Loading Lectures: The original idea was to simply transfer lectures over USB to the phone’s miniSD. Using the phone as a card reader seems to be very buggy, but I’m still testing this out. I fumbled the WMV onto the miniSD using my Casio digital camera as the card reader. An adapter came with my miniSD to insert it into SD card slots, which is what the camera uses. This caused problems though. The camera or associated driver wasn’t able to format > 1GB. Just wanting to get it going (at 1am. More later on that), I jammed the file onto the card, acquired the licensed (again, more later), and got to bed. What I found was I couldn’t add any more files to the miniSD, nor delete the lecture from the miniSD. Something in the formatting had gone wrong. I tried another digital camera from ES, and being a newer model, it must have supported the 2 GB. I used the newer Casio digital cam to format the drive, and then used the camera as a card reader, and dragged/dropped the file onto the card.

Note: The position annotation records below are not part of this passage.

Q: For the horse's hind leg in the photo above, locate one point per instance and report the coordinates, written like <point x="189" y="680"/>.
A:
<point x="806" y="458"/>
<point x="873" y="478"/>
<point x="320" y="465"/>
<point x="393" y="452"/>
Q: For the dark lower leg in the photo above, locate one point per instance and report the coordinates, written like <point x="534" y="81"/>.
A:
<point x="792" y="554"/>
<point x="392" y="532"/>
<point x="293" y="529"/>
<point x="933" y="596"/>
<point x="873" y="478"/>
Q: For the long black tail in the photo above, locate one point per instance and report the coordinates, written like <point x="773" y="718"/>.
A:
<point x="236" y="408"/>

Watching Lectures: Ah, finally; the test. WMV is loaded, license is acquired, battery is charged.

First Day
Once on the train, I pulled out my XV6700 and plugged the proprietary headset in (earbuds that come with the phone). Adapters exist to convert the proprietary jack to a standard headphone jack. I plan on trying this with some el-cheapo noise canceling can-style headphones. In the mean time, I’m using the included headset. Juggling my book bag into my lap, trying not to bump into the person next to me, I bring the phone out of standby mode. I navigate using the File Explorer to the WMV file located on the miniSD. Clicking, the file opens in a desktop-reminiscent WMP GUI. The video when first opened is about the size of a large postage stamp, surrounded by largely useless interface elements. Once seeking forward to the DEN-typical 10 minute mark, the lecturer (EE535, Professor Mitra’s Wednesday August 30th lecture) began.

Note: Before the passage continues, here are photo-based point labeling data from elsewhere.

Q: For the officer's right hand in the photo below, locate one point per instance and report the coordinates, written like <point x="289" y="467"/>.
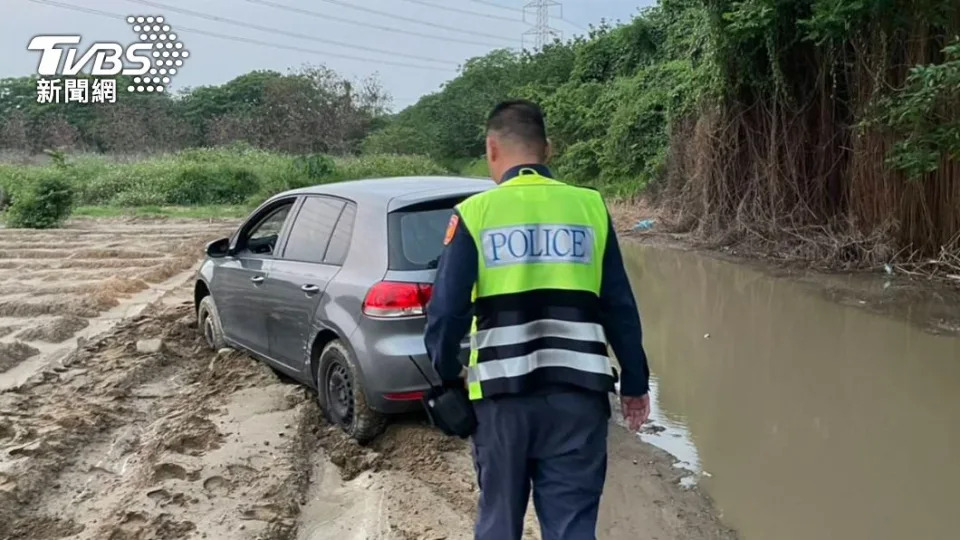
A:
<point x="636" y="410"/>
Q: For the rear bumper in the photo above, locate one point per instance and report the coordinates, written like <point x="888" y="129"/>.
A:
<point x="387" y="363"/>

Side note: why is there a 10 minute bumper on the front of each lecture? Cropping the video files in post to the actual start time plus a 30 second musical intro bumper would be much more professional looking.

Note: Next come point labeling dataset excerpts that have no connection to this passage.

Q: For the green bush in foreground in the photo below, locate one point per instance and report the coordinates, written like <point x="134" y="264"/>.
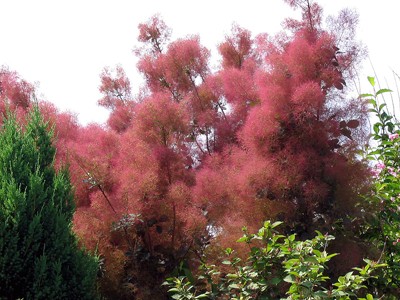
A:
<point x="382" y="207"/>
<point x="278" y="267"/>
<point x="39" y="255"/>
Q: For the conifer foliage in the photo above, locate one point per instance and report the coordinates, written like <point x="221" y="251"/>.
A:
<point x="39" y="255"/>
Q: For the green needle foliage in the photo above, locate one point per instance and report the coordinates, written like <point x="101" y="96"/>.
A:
<point x="39" y="254"/>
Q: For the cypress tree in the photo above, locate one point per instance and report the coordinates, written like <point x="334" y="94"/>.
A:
<point x="39" y="254"/>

I slide closed the keyboard to make the phone more wieldy. When the keyboard is open, the phone is a little tough to grasp. And a tight, discrete grasp is needed to assure the phone doesn’t get snatched. Then, clicking the full screen option, the video splashes landscape, filling the extents of the 2.8”, transflective TFT 65K color display.

I was able to focus on the lecture with no problem – train noise was high, but it did not hamper the experience by much. I can’t hold the phone out in front of me because my arms will get tired, and it’s also more vulnerable that way. I prefer to hold the phone covered by both hands as the unit is resting atop my backpack in my lap. This may lead to neck strain. These considerations can all be overcome by the aforementioned portable desk. I completed 31 minutes of the lecture on the way into work.

I decided to stay late at work, and leave at around 7:20p. Bad call. The MTA Green Line gets pretty seedy after 7p, so it’s best to be off the thing by 7ish. By 7, the commuter traffic is gone, and replaced by a tougher bunch. Plus the trains come less often, and there are less cars per train. It was just too packed to watch any lecture.

Second Day:
Riding in today, I caught 40 minutes of the EE567 lecture with Professor Gagliardi. I will likely watch the remainder of that lecture here at the office before I get back on the train today – taking notes at work is much easier than on the train. Perhaps I’ll download Friday discussion for the train ride.

Safety
With such expensive, portable equipment come safety concerns. The device could be dropped and damaged, or worse, stolen. I keep the XV6700 in its soft-sided pouch when not in use. Again, I hold the unit with two hands while on the train to mostly be discrete about having the unit, and then as a last line of defense, protect it from grabby thieves. I think these two safety concerns can be also mitigated with this portable desk I’ve mentioned above.